Todos los habitantes parecían estar conformes con su paraíso a su manera, el robusto tronco era
antiguo, pero su vitalidad permitía la prosperidad a sus pequeños vecinos. Pero un día, un fuerte
ventarrón lanzó muy lejos a una oruga recién nacida hasta el desconocido terreno; “¿dónde estoy?,
¿cómo llegué a este sitio?, ¿y ahora qué hago?”. La pequeña oruga se encontraba desorientada por el
estruendoso soplo del viento.

La pequeña y asustada oruga vio a lo lejos a las cucarachas y se acercó y con voz tímida les preguntó -
Disculpen, ¿pueden ayudarme?- Pero las cucarachas la miraron y sin más, escaparon del lugar. La
extrañada oruga, confundida y dudosa, siguió su camino.

Encontró una entrada a un pasadizo, curiosa se asomó hacia lo profundo y dentro pudo ver a dos
gusanas ciegas, “oigan, ¿ustedes pueden ayudarme?”, ellas contestaron “con gusto te invitamos, pero
tus ojos no están listos para ver en la oscuridad, ni tu caminar está listo para vivir entre la húmeda
tierra, no creo que sea lo mejor para ti”. Ella triste y cabizbaja, siguió su camino por el extraño jardín.

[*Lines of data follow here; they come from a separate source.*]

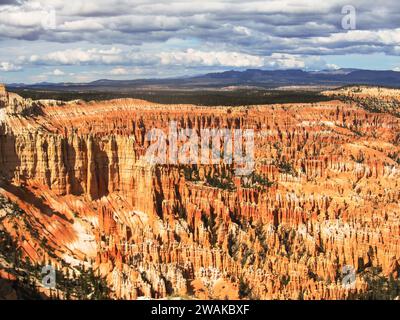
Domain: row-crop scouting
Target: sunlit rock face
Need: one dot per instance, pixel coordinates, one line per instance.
(324, 195)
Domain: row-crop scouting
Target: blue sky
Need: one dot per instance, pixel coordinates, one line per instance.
(79, 41)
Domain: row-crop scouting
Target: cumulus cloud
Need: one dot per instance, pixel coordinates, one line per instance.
(58, 72)
(123, 34)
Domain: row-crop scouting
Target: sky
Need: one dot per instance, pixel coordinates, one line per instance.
(81, 41)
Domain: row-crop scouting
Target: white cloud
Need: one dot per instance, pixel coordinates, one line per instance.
(58, 72)
(8, 66)
(119, 72)
(79, 57)
(214, 58)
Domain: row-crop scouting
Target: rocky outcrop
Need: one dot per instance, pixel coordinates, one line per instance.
(324, 195)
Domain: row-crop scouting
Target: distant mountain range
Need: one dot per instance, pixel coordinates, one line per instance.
(250, 77)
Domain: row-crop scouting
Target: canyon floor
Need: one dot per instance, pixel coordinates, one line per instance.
(321, 206)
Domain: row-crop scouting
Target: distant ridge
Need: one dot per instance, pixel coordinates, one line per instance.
(250, 77)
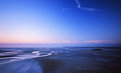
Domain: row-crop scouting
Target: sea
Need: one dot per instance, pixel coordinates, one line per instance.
(60, 60)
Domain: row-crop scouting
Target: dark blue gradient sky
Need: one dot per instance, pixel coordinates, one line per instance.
(60, 21)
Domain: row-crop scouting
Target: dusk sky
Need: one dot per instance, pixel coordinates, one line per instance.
(60, 21)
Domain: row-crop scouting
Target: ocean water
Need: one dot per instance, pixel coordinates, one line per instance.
(60, 60)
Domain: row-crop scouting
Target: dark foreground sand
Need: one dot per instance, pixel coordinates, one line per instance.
(108, 60)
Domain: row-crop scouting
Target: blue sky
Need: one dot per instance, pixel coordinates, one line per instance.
(60, 21)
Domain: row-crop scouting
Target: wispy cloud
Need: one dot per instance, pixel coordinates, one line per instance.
(79, 5)
(70, 42)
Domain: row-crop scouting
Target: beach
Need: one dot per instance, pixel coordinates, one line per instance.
(60, 60)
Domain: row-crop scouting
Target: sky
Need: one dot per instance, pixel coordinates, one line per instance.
(60, 21)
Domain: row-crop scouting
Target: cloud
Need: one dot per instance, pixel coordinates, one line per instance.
(84, 8)
(70, 42)
(99, 41)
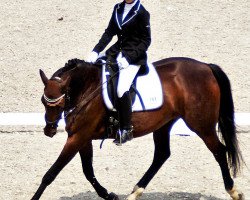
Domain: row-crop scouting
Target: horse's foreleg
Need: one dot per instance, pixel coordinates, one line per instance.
(69, 151)
(161, 154)
(86, 154)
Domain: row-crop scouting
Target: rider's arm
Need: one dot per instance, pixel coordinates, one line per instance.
(107, 35)
(145, 38)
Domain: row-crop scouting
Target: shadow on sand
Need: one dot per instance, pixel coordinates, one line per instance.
(147, 196)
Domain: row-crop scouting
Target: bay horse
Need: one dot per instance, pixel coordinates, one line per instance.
(197, 92)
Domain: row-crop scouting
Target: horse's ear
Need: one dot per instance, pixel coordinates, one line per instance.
(43, 77)
(66, 82)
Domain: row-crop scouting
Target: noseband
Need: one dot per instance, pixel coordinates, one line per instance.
(53, 102)
(56, 102)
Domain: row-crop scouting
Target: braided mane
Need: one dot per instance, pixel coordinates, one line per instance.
(70, 65)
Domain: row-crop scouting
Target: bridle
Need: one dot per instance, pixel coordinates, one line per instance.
(78, 107)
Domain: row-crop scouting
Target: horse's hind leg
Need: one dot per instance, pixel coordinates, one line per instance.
(219, 152)
(161, 154)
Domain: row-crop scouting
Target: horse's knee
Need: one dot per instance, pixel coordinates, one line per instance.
(48, 178)
(163, 155)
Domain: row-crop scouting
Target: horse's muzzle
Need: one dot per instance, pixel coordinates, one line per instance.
(49, 131)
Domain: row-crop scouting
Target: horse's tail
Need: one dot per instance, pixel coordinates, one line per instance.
(226, 120)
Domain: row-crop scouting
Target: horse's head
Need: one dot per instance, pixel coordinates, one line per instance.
(53, 99)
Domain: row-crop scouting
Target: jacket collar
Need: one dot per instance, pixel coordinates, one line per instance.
(132, 13)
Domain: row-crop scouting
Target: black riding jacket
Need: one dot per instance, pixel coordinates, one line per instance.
(133, 34)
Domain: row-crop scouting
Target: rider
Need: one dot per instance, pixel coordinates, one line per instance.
(130, 22)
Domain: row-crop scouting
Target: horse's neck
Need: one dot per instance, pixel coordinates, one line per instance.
(84, 80)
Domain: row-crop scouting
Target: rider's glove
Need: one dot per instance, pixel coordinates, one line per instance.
(92, 57)
(122, 62)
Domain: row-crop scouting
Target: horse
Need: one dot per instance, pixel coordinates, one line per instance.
(199, 93)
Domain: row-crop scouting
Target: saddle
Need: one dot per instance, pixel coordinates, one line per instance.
(145, 91)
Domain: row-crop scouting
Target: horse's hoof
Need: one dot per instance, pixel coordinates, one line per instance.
(241, 196)
(235, 194)
(113, 196)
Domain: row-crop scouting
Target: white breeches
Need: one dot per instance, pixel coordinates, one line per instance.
(126, 77)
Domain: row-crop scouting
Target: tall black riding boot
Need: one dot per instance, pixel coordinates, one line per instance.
(125, 113)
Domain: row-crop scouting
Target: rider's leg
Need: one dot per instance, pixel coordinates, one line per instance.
(126, 78)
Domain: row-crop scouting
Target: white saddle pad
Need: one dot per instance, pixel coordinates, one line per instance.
(149, 87)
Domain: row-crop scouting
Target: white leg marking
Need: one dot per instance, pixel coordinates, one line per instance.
(137, 192)
(236, 195)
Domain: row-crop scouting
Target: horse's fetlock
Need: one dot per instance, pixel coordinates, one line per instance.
(48, 179)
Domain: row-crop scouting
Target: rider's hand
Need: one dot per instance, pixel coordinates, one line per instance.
(122, 62)
(92, 57)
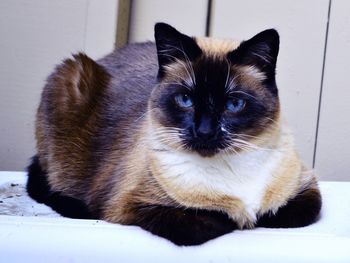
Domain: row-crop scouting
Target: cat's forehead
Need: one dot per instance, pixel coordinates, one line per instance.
(216, 46)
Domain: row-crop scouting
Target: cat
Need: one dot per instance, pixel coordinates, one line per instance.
(182, 137)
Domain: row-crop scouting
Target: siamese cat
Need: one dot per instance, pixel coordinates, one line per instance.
(182, 137)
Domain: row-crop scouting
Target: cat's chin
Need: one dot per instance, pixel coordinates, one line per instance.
(207, 153)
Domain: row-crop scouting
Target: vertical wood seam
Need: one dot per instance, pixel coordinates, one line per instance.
(321, 86)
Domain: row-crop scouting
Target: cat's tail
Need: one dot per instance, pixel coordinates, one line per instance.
(39, 189)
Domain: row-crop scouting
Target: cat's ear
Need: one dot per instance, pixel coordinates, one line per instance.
(260, 51)
(173, 45)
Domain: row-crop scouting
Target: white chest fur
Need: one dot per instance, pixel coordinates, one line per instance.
(243, 176)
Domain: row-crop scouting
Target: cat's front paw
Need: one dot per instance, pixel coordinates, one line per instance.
(186, 227)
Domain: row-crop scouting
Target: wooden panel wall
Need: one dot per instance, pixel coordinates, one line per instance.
(187, 16)
(333, 143)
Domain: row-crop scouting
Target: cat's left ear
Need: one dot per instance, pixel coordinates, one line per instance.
(173, 45)
(260, 51)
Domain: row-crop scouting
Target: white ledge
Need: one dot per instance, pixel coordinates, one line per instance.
(40, 235)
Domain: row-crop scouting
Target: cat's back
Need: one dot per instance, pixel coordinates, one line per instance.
(89, 108)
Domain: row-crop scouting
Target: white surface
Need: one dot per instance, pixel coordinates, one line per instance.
(44, 239)
(302, 28)
(333, 146)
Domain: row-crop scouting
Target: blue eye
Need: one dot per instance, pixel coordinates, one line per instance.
(235, 105)
(184, 100)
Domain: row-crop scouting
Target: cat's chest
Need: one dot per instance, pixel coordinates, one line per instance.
(242, 177)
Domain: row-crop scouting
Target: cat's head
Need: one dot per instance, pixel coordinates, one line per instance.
(213, 95)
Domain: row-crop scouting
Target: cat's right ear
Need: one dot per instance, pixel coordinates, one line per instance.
(172, 46)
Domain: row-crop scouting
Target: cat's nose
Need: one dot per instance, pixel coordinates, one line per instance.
(206, 129)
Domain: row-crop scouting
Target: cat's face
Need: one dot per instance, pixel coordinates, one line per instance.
(214, 96)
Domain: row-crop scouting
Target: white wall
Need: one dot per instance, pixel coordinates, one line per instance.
(36, 35)
(333, 144)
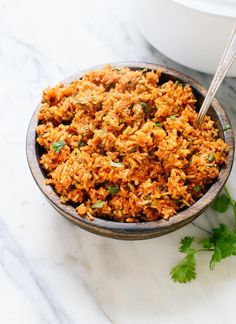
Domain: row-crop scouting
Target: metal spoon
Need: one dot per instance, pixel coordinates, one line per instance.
(226, 61)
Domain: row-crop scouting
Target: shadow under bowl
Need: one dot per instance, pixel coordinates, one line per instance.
(145, 230)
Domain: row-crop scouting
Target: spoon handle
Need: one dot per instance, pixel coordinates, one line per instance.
(226, 61)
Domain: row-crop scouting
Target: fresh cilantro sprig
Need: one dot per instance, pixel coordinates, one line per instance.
(221, 243)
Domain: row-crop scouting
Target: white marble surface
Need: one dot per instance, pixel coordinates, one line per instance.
(50, 270)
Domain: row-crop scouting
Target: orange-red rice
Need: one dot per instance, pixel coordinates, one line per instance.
(132, 152)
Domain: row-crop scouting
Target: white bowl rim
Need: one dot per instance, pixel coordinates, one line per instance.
(218, 8)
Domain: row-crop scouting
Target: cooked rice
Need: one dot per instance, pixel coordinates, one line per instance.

De pronto, se le complicó andar, el camino era más árido y rocoso, menos verde y más rojizo. Un par
de hormigas apuradas le dijeron “Con permiso, tenemos que cruzar por ese sendero”, la oruga les
preguntó “¿pueden ayudarme?, no sé cómo volver a casa”. Una de las hormigas contestó “No, no
podemos ayudarte”, mientras la otra reafirmaba “Nosotras solo conocemos nuestro propio camino,
ningún otro”.

Sin saber a dónde dirigirse, la pequeña oruga observó el horizonte, sin más opción caminó hacia esa
orilla. Al llegar, se encontró con las pequeñas cochinillas y les dijo “Disculpen ustedes, pueden
ayudarme”. Éstas, sin pensarlo le aceptaron. “Claro que puedes pasar tiempo con nosotras, aquí solo
bebemos del agua que sueltan las raíces del árbol, estamos todo el día durmiendo y de ves en cuando,
nos dejamos caer en forma de bola”, el gusano pensó un poco y concluyó que tal ve no era su estilo de
vida preferido, él era muy pequeño y quería conocer el mundo.

No tardó mucho tiempo en ver a lo alto a una elegante y delicada arácnida. “¡Disculpe, disculpe,
¿puede ayudarme?!”, desde lo alto, la araña observó a la cría y sonrió, con toda naturalidad le contestó
“Claro que puedo ayudarte, ven, sube, ya verás que es muy cómodo aquí arriba”. La inocente oruga
estuvo a punto de tomar la cuerda que le lanzó su amiga, cuando el suelo comenzó a moverse.